OpenAI has unveiled gpt-realtime, its most advanced speech-to-speech model to date, accompanied by the launch of a Realtime API. These developments aim to reduce latency, enhance voice quality, and equip developers with robust tools, such as support for MCP servers, image input capabilities, and integration with Session Initiation Protocol (SIP) for voice calling, all designed to enable production-grade AI voice agents.
By integrating the Realtime API with gpt-realtime, OpenAI has created a system that handles end-to-end voice processing within a unified architecture, rather than chaining separate speech-to-text and text-to-speech models. This integration significantly reduces response times while preserving the subtleties of speech, marking a critical advancement for real-time agents where even minor delays can disrupt conversational flow.
Trained to produce higher-quality speech with more natural rhythm and intonation, gpt-realtime can now respond reliably to tone-based instructions such as "speak empathetically" or "use a professional tone." Two new synthetic voices, Cedar and Marin, are now available, while existing voices have been refined to enhance realism.
In comprehension benchmarks, gpt-realtime demonstrated significant progress. It can interpret non-verbal cues, switch languages within a single sentence, and accurately handle alphanumeric sequences across languages—such as phone numbers and vehicle identification codes—in Spanish, Chinese, Japanese, and French. Internal testing revealed an accuracy rate of 82.8% on large audio benchmarks, up from 65.6% in the previous model. Instruction-following capabilities have also improved, with scores on multi-challenge audio benchmarks rising from 20.6% to 30.5%.
Function calling has also seen notable enhancements. The model now excels at identifying relevant functions, invoking them at the appropriate moment, and supplying accurate parameters. In complex function benchmarks, accuracy improved from 49.7% to 66.5%. Updates to asynchronous function calling allow voice agents to continue conversations while awaiting results—an especially valuable feature for customer support and transactional applications.
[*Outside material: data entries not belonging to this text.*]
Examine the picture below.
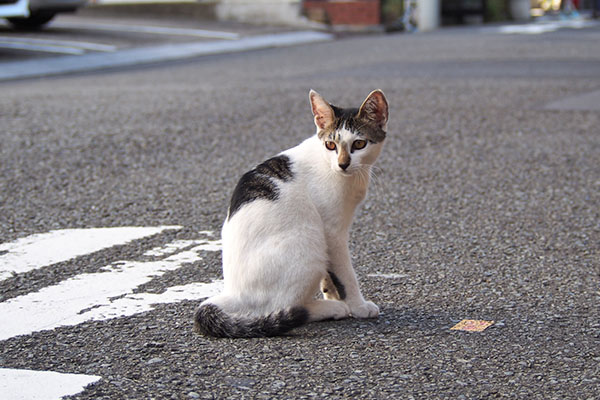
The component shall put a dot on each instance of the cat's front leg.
(343, 277)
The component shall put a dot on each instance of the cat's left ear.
(375, 109)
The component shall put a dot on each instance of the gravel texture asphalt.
(485, 205)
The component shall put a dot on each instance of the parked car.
(32, 14)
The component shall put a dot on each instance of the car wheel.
(35, 20)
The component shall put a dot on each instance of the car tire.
(36, 20)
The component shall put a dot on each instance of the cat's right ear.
(324, 115)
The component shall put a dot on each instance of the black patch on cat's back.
(260, 182)
(338, 285)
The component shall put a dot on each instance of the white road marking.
(40, 250)
(541, 27)
(153, 54)
(387, 276)
(58, 44)
(102, 295)
(41, 48)
(22, 384)
(156, 30)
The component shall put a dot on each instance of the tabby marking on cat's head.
(352, 136)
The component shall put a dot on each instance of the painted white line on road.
(145, 55)
(541, 27)
(69, 44)
(156, 30)
(40, 250)
(101, 295)
(387, 276)
(41, 48)
(141, 302)
(22, 384)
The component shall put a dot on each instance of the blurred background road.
(484, 206)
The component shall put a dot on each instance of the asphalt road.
(486, 206)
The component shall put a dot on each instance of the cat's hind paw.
(367, 309)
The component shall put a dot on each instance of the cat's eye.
(359, 144)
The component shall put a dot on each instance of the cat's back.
(276, 186)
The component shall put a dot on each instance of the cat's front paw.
(367, 309)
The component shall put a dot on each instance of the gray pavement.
(485, 205)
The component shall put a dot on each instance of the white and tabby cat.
(286, 233)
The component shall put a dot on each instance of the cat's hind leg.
(322, 309)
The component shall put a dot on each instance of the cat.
(287, 229)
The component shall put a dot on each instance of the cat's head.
(351, 137)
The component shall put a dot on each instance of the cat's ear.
(375, 109)
(324, 115)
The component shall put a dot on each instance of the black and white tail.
(210, 320)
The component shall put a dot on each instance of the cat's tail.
(210, 320)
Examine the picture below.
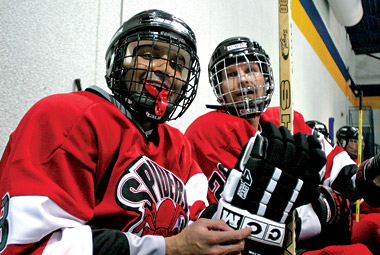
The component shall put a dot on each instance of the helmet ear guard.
(166, 39)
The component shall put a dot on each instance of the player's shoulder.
(73, 103)
(273, 114)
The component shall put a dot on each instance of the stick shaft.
(286, 103)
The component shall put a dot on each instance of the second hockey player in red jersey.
(241, 76)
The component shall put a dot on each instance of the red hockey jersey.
(76, 160)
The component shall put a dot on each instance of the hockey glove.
(368, 181)
(335, 216)
(275, 173)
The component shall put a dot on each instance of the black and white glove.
(368, 181)
(275, 173)
(335, 216)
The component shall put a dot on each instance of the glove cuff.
(264, 230)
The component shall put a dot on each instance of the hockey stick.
(360, 147)
(286, 103)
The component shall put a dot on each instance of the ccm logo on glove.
(263, 230)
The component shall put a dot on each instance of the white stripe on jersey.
(33, 217)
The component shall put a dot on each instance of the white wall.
(45, 45)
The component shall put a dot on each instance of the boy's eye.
(232, 74)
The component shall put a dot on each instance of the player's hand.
(275, 173)
(368, 181)
(206, 236)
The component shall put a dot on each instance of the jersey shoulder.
(273, 114)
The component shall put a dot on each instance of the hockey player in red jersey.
(241, 76)
(93, 173)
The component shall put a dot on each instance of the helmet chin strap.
(161, 98)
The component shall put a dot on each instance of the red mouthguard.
(161, 101)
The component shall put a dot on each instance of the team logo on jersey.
(156, 197)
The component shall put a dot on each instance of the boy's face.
(156, 64)
(242, 81)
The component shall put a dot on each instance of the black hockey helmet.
(345, 133)
(319, 126)
(156, 95)
(238, 51)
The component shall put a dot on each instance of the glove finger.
(275, 143)
(289, 149)
(301, 162)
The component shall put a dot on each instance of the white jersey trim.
(149, 244)
(196, 189)
(310, 225)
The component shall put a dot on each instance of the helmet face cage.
(154, 72)
(319, 126)
(242, 77)
(347, 138)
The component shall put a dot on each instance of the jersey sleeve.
(48, 185)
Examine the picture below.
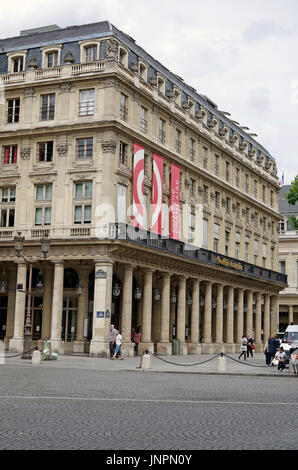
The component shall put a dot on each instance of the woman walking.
(243, 347)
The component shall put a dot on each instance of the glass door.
(69, 319)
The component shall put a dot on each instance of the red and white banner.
(175, 202)
(157, 194)
(138, 186)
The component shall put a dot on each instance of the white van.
(290, 339)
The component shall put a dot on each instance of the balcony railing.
(146, 238)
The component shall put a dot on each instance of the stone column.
(78, 345)
(16, 344)
(100, 346)
(165, 347)
(147, 314)
(127, 310)
(47, 301)
(291, 314)
(57, 304)
(240, 319)
(219, 318)
(274, 315)
(12, 282)
(181, 314)
(249, 317)
(258, 321)
(194, 347)
(266, 317)
(230, 347)
(206, 345)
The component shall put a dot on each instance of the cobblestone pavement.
(86, 403)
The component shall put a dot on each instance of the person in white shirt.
(118, 350)
(281, 357)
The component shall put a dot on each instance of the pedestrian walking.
(243, 347)
(250, 347)
(267, 354)
(281, 357)
(112, 340)
(118, 350)
(138, 339)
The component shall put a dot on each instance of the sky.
(242, 55)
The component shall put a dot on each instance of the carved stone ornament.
(25, 152)
(109, 146)
(29, 92)
(111, 49)
(62, 149)
(32, 64)
(68, 58)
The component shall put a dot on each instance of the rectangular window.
(123, 107)
(178, 141)
(205, 233)
(13, 110)
(121, 204)
(45, 151)
(52, 59)
(47, 111)
(91, 53)
(10, 154)
(86, 105)
(282, 266)
(192, 144)
(84, 147)
(162, 131)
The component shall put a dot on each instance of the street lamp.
(18, 244)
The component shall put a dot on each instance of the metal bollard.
(36, 357)
(221, 364)
(145, 360)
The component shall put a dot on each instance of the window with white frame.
(86, 104)
(13, 110)
(216, 235)
(9, 154)
(7, 207)
(84, 147)
(43, 204)
(47, 110)
(45, 151)
(83, 202)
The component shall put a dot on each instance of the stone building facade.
(288, 262)
(75, 102)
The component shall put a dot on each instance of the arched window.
(70, 278)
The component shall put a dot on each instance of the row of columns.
(53, 297)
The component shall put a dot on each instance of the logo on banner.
(175, 202)
(157, 194)
(138, 186)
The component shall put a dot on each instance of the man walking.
(112, 340)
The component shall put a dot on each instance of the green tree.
(292, 198)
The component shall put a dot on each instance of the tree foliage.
(292, 198)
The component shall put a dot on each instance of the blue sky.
(243, 55)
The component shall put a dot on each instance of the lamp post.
(45, 243)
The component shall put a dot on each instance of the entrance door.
(3, 316)
(37, 307)
(69, 319)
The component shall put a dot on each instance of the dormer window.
(51, 56)
(161, 85)
(143, 71)
(52, 59)
(123, 56)
(16, 61)
(177, 97)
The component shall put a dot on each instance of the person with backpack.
(243, 347)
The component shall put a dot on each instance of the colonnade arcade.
(206, 309)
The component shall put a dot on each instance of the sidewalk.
(251, 367)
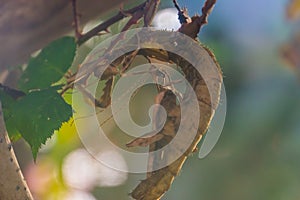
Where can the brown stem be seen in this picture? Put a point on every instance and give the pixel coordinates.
(103, 26)
(12, 183)
(75, 19)
(206, 10)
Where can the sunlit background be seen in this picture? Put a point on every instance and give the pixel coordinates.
(258, 153)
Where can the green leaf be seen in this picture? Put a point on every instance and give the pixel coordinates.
(7, 103)
(49, 66)
(38, 114)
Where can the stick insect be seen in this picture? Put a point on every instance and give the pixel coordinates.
(207, 91)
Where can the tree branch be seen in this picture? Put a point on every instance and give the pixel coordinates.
(12, 183)
(102, 27)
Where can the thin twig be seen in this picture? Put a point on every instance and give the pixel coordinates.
(103, 26)
(206, 10)
(75, 19)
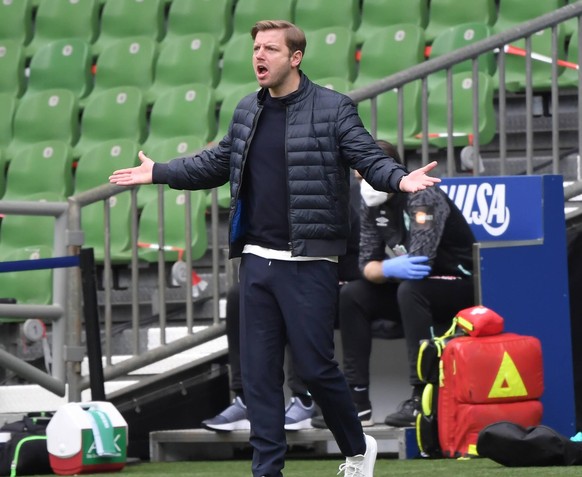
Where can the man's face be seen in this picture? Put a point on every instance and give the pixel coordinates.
(275, 66)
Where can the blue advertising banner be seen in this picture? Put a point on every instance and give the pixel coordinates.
(499, 208)
(524, 271)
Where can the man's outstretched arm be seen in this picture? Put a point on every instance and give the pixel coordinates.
(141, 174)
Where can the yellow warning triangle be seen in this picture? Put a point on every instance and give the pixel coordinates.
(508, 382)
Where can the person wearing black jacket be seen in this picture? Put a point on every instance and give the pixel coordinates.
(287, 155)
(416, 258)
(300, 409)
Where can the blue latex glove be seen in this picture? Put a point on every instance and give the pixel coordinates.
(406, 267)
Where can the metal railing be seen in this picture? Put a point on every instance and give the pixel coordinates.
(472, 53)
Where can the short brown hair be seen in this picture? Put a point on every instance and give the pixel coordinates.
(294, 36)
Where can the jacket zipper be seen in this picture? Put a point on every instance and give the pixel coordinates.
(242, 165)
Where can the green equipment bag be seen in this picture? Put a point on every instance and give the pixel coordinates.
(25, 450)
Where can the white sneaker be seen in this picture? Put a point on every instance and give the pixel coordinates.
(361, 465)
(297, 416)
(233, 418)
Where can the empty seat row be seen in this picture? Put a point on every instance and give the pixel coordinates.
(101, 22)
(187, 110)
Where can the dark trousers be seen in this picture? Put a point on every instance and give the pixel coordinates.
(418, 304)
(233, 337)
(296, 303)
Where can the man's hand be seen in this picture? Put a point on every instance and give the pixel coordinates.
(406, 267)
(141, 174)
(418, 180)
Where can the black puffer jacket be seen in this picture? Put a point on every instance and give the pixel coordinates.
(325, 137)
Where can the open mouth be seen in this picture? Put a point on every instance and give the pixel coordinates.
(262, 71)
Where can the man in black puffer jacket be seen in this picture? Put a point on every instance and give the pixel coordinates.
(287, 156)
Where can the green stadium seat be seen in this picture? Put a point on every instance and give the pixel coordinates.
(17, 285)
(541, 44)
(463, 111)
(317, 14)
(64, 19)
(379, 14)
(187, 110)
(174, 226)
(93, 170)
(8, 104)
(444, 14)
(336, 83)
(44, 116)
(186, 18)
(331, 52)
(229, 104)
(248, 12)
(513, 12)
(388, 117)
(164, 151)
(62, 64)
(457, 37)
(237, 67)
(12, 63)
(388, 51)
(116, 113)
(16, 21)
(569, 77)
(41, 170)
(13, 238)
(185, 60)
(126, 62)
(130, 19)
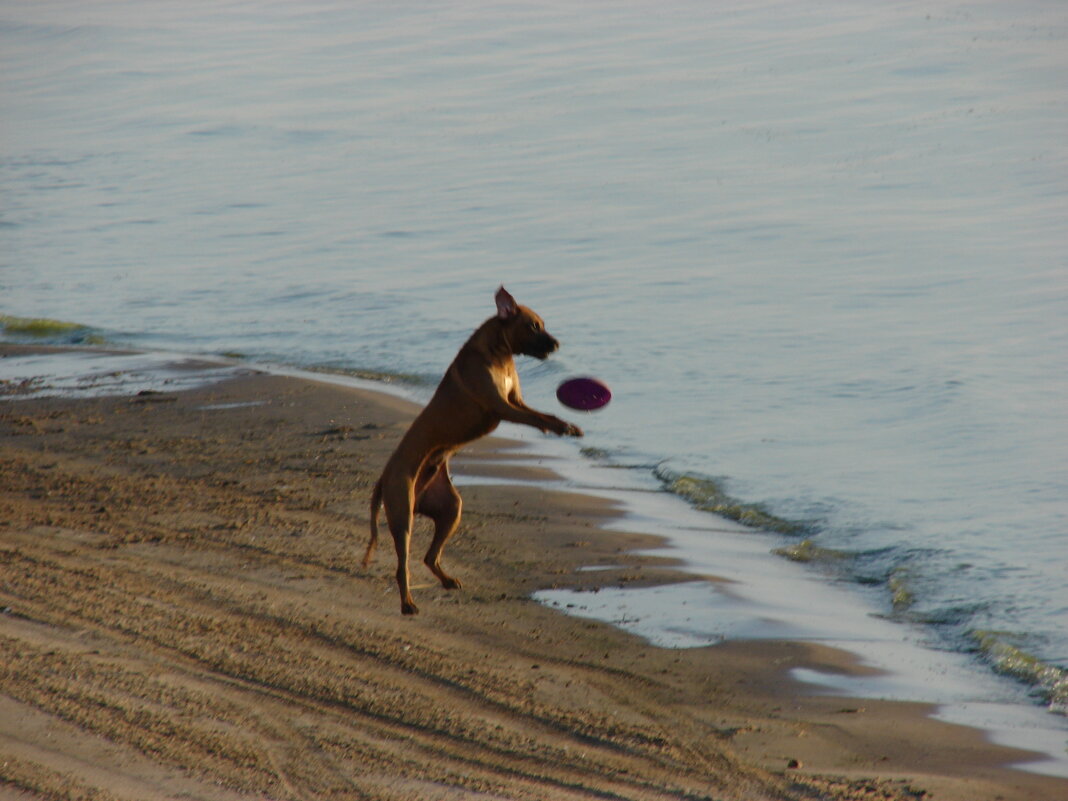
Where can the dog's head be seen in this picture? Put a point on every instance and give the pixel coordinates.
(522, 328)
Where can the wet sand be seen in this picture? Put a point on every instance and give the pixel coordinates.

The Realtime API has been enhanced to meet production demands. Developers can now directly connect remote MCP servers to conversations, enabling tool calls without manual integration. Image input support allows applications to engage in context-aware dialogue based on visual inputs like screenshots or photographs. SIP support enables integration of voice agents with existing phone systems, including PBX and desktop telephony. Reusable prompts simplify conversation management, while full data residency support for the EU addresses compliance concerns for European deployments.
According to the release notes, early enterprise partners are already testing these features in production-like scenarios. Zillow is piloting a voice-driven home search system, while T-Mobile is exploring customer service use cases where real-time adaptability is crucial. Both companies noted the shift from scripted automation to more flexible, domain-specific expertise powered by AI agents.
OpenAI has also strengthened security measures for deployments. The Realtime API includes integrated classifiers that can terminate harmful conversations, and developers can add domain-specific protections using the agent SDK. Preset voices in the Realtime API help mitigate impersonation risks.
The gpt-realtime model and Realtime API are now available to all developers. To get started, developers can access the Realtime API documentation and prompt guide, and test the new gpt-realtime demo in the playground.